Petco Park opened to full capacity for the first time on Thursday night, and the Padres put on quite a show in front of a packed house, rallying for a wild 6-4 victory over the Reds with Eric Hosmer’s game-tying homer in the bottom of the ninth inning and Victor Caratini’s dramatic walk-off blast two batters later.
“It’s just great to be back,” Caratini said afterward. “That’s what you grow up thinking of: You’re in the big leagues, and you have stadiums full of fans. It was really, really great.”
The atmosphere at Petco Park was raucous from the start, and it reached another level when Fernando Tatis Jr. launched a go-ahead homer in the sixth, his 22nd of the season, tying him with Vladimir Guerrero Jr. for the most in the Major Leagues. Manny Machado followed with a solo blast in the seventh, a 433-foot moonshot to the second deck.
But the roller coaster had only just begun. In the top of the ninth, the Reds turned a two-run deficit into a two-run lead against Padres closer Mark Melancon, who had yet to blow a save this season without an automatic runner in extra innings. Tyler Stephenson tied the game with a two-out, two-strike single up the middle, and Jonathan India followed with a two-run homer, putting Cincinnati on top, 4-2.
“Sometimes you need to fight,” said right-hander Joe Musgrove, who worked seven scoreless frames. “Sometimes you need to scratch and claw. … When you win one like this, sometimes it’s what you need to turn things around.”
Hosmer’s two-run homer ignited a Petco Park party that never stopped. Jake Cronenworth followed with a single before Caratini turned on a breaking ball from Reds left-hander Amir Garrett, sending it soaring toward the left-field seats. The noise level in an already-frenzied Petco Park turned deafening, and afterward manager Jayce Tingler posed a rhetorical question:
“Does this happen without the fans?” he mused. “My honest immediate reaction is: No.”
The Padres needed a win like this, to say the least. They returned home Wednesday night after a 1-5 road trip and an ugly sweep in Colorado. They had lost 13 of 17. Meanwhile, the Giants and Dodgers have taken advantage of the Padres’ recent funk to gain some separation in the National League West standings.
Any win would’ve sufficed. But the manner of this victory offered a particular level of catharsis. These were the Padres with World Series aspirations, fighting back from the brink. These were the Padres who had raced out to one of the best records in baseball before their June gloom. And, for the first time since they overhauled their roster into a legitimate contender for the first time in at least a decade, they had a packed house in downtown San Diego to embrace them.
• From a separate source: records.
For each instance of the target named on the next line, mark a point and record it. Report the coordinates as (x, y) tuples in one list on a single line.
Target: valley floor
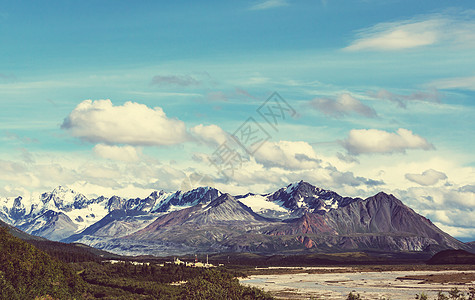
[(370, 283)]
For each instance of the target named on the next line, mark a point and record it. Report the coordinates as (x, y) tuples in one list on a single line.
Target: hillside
[(26, 272)]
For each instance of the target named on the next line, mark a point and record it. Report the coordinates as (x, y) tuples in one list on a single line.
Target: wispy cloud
[(432, 96), (428, 177), (360, 141), (421, 31), (463, 83), (177, 80), (269, 4), (132, 123), (341, 106)]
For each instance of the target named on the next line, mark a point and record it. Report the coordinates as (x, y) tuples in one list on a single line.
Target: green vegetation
[(125, 280), (29, 273), (26, 272), (454, 293)]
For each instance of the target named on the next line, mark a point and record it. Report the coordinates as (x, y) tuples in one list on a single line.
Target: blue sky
[(110, 97)]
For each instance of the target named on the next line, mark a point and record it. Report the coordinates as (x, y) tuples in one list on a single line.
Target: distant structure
[(195, 264)]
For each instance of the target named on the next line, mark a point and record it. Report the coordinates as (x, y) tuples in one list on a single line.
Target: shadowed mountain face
[(381, 222), (297, 218)]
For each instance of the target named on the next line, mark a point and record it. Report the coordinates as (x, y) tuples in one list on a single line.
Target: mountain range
[(299, 218)]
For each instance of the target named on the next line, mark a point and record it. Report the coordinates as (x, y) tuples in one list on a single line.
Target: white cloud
[(428, 177), (343, 105), (121, 153), (210, 134), (397, 36), (268, 4), (464, 83), (132, 123), (432, 96), (361, 141), (167, 80), (448, 29), (287, 154)]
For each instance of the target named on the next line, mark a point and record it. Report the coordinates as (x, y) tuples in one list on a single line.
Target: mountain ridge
[(298, 217)]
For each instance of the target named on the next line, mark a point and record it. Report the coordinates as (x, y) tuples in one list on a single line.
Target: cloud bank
[(360, 141), (428, 177), (343, 105), (132, 123)]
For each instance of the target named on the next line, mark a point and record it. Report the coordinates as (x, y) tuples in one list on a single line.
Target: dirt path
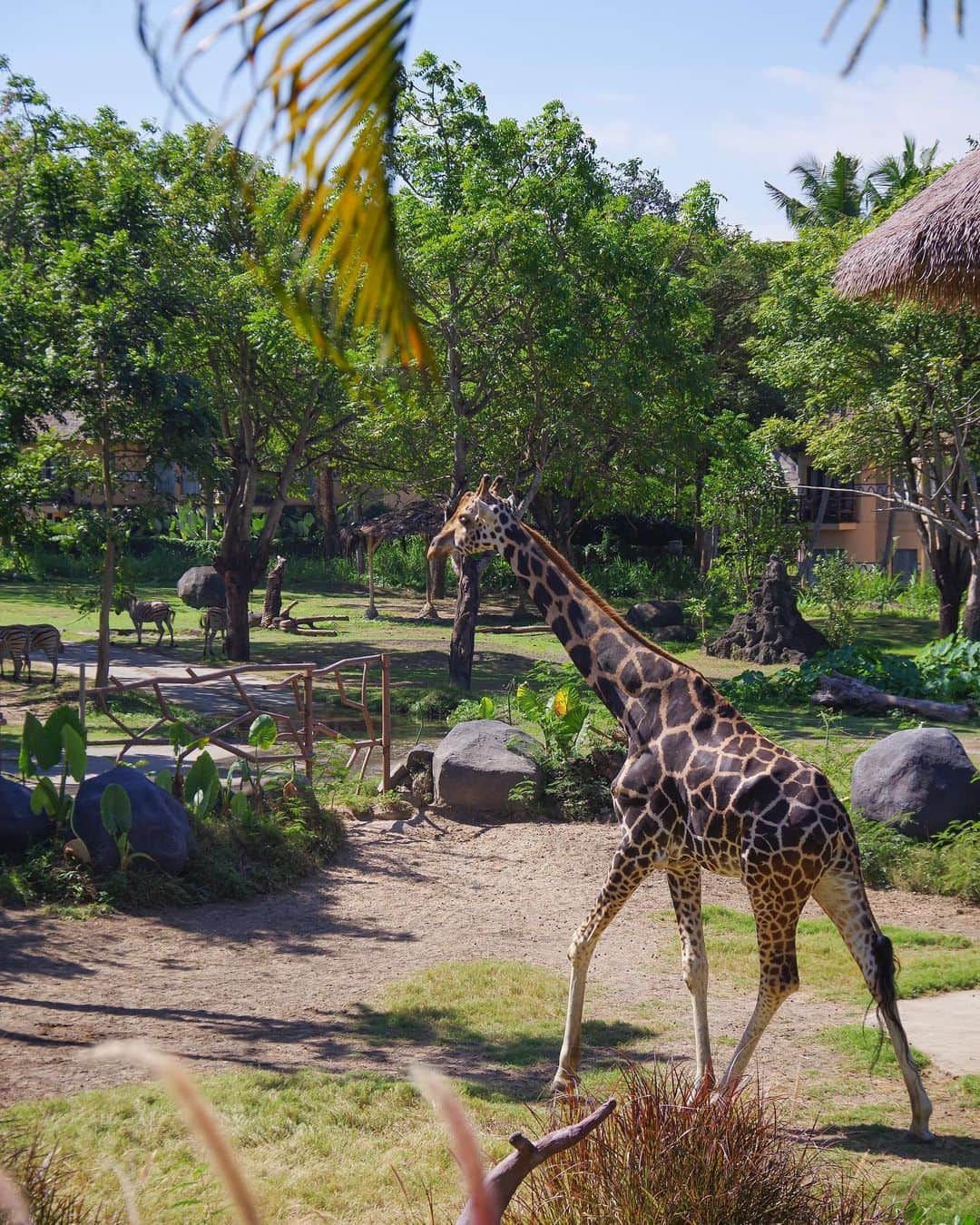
[(279, 983)]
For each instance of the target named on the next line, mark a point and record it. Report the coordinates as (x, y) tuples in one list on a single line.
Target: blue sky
[(729, 91)]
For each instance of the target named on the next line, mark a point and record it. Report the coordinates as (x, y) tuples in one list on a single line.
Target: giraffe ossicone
[(700, 789)]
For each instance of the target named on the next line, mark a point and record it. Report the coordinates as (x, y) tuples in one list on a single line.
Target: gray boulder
[(161, 827), (18, 826), (479, 762), (654, 615), (201, 587), (921, 774)]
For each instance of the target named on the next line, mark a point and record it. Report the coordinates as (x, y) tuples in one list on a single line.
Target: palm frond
[(324, 81), (877, 13)]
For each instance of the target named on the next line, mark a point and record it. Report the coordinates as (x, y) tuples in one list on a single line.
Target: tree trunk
[(972, 609), (108, 570), (273, 603), (326, 510), (465, 626), (238, 588), (105, 608)]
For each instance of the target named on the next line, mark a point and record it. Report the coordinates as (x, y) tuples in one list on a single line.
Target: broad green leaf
[(240, 805), (44, 798), (202, 779), (64, 717), (116, 811), (263, 732), (164, 779), (43, 750), (75, 753)]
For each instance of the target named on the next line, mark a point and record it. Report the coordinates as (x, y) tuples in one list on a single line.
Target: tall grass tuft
[(42, 1181), (669, 1155)]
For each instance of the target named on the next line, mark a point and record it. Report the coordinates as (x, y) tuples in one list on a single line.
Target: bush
[(664, 1157)]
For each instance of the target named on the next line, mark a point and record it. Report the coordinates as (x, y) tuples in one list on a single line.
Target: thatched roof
[(424, 518), (928, 250)]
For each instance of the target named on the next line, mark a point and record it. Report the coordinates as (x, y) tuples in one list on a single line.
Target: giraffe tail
[(886, 966)]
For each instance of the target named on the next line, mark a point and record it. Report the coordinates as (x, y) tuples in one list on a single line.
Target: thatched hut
[(927, 251), (423, 518)]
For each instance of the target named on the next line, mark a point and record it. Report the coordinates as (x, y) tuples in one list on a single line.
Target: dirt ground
[(282, 982)]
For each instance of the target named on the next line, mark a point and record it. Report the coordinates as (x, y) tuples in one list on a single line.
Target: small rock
[(161, 827), (923, 776), (201, 587), (479, 762), (18, 826)]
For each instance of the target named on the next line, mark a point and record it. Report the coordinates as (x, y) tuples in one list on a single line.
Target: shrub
[(665, 1157), (837, 587)]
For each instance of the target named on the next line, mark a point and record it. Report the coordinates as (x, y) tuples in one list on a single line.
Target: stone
[(161, 827), (20, 827), (923, 776), (201, 587), (772, 631), (480, 761), (654, 614)]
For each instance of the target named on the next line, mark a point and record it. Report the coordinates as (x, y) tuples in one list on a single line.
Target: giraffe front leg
[(622, 878), (778, 974), (685, 893)]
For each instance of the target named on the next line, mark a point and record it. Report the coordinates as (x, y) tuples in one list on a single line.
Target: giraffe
[(700, 789)]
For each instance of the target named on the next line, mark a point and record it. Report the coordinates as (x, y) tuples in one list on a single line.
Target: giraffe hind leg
[(778, 975), (685, 893), (842, 896), (620, 884)]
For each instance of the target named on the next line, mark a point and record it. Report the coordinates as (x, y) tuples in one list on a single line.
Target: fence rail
[(298, 724)]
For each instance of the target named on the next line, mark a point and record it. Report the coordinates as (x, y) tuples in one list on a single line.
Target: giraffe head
[(476, 524)]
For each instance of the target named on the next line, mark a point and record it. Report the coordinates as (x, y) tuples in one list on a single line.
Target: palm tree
[(830, 192), (893, 174)]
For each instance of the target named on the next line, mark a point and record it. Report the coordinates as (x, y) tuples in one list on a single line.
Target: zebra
[(15, 641), (46, 640), (214, 622), (158, 612)]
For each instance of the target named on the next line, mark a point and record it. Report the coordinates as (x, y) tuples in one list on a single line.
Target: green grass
[(931, 962), (320, 1145), (860, 1045)]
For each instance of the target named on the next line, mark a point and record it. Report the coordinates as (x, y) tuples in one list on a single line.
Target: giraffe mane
[(565, 566)]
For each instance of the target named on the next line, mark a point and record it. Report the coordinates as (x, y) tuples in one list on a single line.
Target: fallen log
[(504, 1180), (849, 693)]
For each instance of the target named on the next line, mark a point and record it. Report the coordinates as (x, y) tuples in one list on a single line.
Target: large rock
[(479, 762), (201, 587), (18, 826), (160, 822), (654, 615), (772, 631), (923, 773)]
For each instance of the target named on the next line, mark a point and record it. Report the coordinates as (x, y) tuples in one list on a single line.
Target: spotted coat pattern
[(700, 789)]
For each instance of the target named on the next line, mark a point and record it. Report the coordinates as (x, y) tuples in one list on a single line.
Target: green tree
[(279, 407), (887, 389)]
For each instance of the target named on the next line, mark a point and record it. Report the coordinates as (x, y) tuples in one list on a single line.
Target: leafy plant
[(473, 708), (837, 585), (59, 740), (116, 821)]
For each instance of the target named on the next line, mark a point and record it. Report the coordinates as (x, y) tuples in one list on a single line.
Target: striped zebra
[(158, 612), (15, 641), (46, 640), (214, 622)]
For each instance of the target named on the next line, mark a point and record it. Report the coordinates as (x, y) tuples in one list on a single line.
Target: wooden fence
[(299, 723)]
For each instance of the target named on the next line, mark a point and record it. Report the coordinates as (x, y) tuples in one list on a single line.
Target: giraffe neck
[(618, 665)]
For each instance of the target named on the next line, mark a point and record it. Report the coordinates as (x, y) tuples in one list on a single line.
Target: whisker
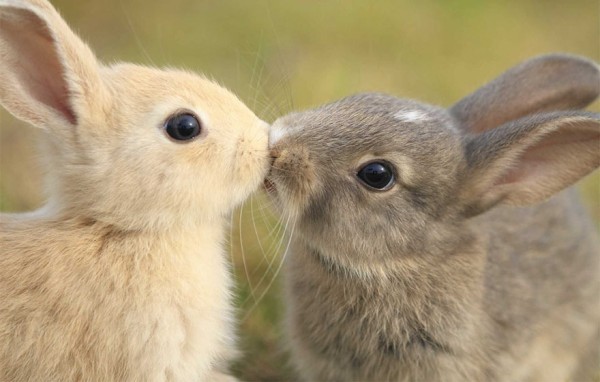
[(244, 255), (275, 276)]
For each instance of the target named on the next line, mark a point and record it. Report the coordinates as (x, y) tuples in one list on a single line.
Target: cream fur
[(121, 276)]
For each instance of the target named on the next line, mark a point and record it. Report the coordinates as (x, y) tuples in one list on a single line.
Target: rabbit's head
[(127, 145), (372, 177)]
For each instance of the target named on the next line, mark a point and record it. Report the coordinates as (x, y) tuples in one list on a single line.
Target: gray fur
[(476, 265)]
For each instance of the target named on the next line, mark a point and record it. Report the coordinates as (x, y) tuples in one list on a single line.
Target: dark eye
[(183, 127), (377, 175)]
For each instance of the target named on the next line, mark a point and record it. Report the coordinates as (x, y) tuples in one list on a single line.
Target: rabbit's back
[(542, 284)]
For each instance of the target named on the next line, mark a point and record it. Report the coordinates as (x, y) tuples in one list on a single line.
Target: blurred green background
[(284, 55)]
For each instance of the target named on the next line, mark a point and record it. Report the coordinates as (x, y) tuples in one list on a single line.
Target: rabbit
[(122, 274), (435, 244)]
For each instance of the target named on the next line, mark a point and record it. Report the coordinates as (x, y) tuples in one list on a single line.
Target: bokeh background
[(284, 55)]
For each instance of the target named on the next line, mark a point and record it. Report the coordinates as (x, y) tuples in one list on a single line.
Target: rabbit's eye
[(183, 127), (377, 175)]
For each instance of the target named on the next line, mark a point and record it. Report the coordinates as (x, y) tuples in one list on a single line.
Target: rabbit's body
[(438, 245), (438, 324), (122, 275), (104, 304)]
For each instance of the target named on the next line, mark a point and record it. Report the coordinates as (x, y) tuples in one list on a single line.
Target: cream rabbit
[(410, 261), (121, 276)]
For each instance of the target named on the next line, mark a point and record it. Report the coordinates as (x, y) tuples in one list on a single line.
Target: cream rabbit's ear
[(48, 76)]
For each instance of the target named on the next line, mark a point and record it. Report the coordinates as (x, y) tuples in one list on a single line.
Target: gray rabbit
[(439, 244)]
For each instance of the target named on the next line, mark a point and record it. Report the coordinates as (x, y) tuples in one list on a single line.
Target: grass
[(280, 56)]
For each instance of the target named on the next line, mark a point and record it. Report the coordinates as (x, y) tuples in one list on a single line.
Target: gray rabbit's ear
[(528, 160), (48, 76), (545, 83)]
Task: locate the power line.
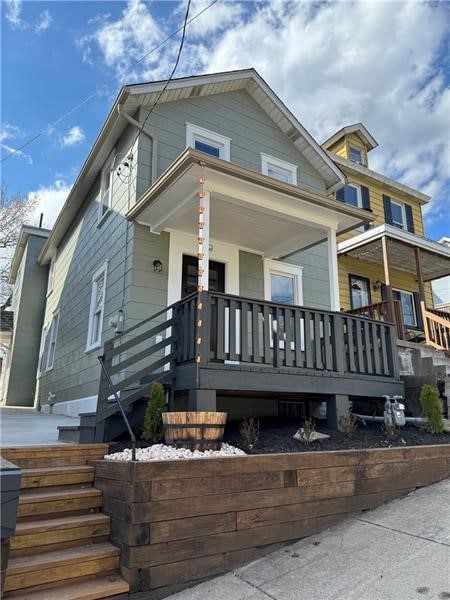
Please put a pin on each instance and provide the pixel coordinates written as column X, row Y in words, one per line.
column 108, row 83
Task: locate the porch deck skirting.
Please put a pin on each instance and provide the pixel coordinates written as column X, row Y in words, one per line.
column 178, row 522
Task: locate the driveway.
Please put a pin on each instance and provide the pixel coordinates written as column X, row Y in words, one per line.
column 28, row 427
column 400, row 551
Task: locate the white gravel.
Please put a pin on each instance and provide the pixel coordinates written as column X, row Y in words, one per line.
column 163, row 452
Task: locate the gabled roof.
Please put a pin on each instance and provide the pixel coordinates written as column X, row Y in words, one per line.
column 359, row 130
column 131, row 97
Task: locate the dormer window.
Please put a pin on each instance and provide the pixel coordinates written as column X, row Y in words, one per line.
column 207, row 141
column 356, row 155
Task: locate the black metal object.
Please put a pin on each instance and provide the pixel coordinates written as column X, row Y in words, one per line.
column 101, row 359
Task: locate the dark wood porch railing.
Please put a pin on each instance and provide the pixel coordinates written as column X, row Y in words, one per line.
column 245, row 330
column 380, row 312
column 437, row 328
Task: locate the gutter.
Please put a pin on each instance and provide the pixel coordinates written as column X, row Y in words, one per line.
column 147, row 133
“I don’t know if we do that without the place just kind of rocking throughout the night,” said Tingler. “... Magical finish there. This one feels like more than just a regular win. Now we’ve got to come back and play good baseball tomorrow. That’s how we get this thing going.”
Indeed, the Padres need to get this thing going, and in that regard, their victory Thursday offered multiple layers of positive vibes.
Lately, Machado and Hosmer have struggled as the Padres’ offense floundered. Both authored big-time homers on Thursday night, particularly Hosmer, whose game-tying blast came on the heels of a 6-for-51 start to June. The Padres need their two big-name corner-infielders supporting Tatis in the middle of their lineup, and Thursday night was a perfect indication of what their offense might look like when that happens.
The Padres punched. The Reds punched back. And the Padres’ offense had the firepower to deliver a knockout blow in the ninth.
"What a great baseball game to be a part of,” Reds manager David Bell said. “It felt very similar to a playoff game. … Even though we lost the game, which was obviously disappointing, it was just a great experience, a great game for our team to be a part of.”
Bell wasn’t the only one who felt that way.
“It’s been so long since we’ve had a full crowd in there, I swear to God, it felt like a playoff game,” Musgrove said.
The Padres anticipate hosting a few of those come October. To do so, they’ll need a few more nights like this.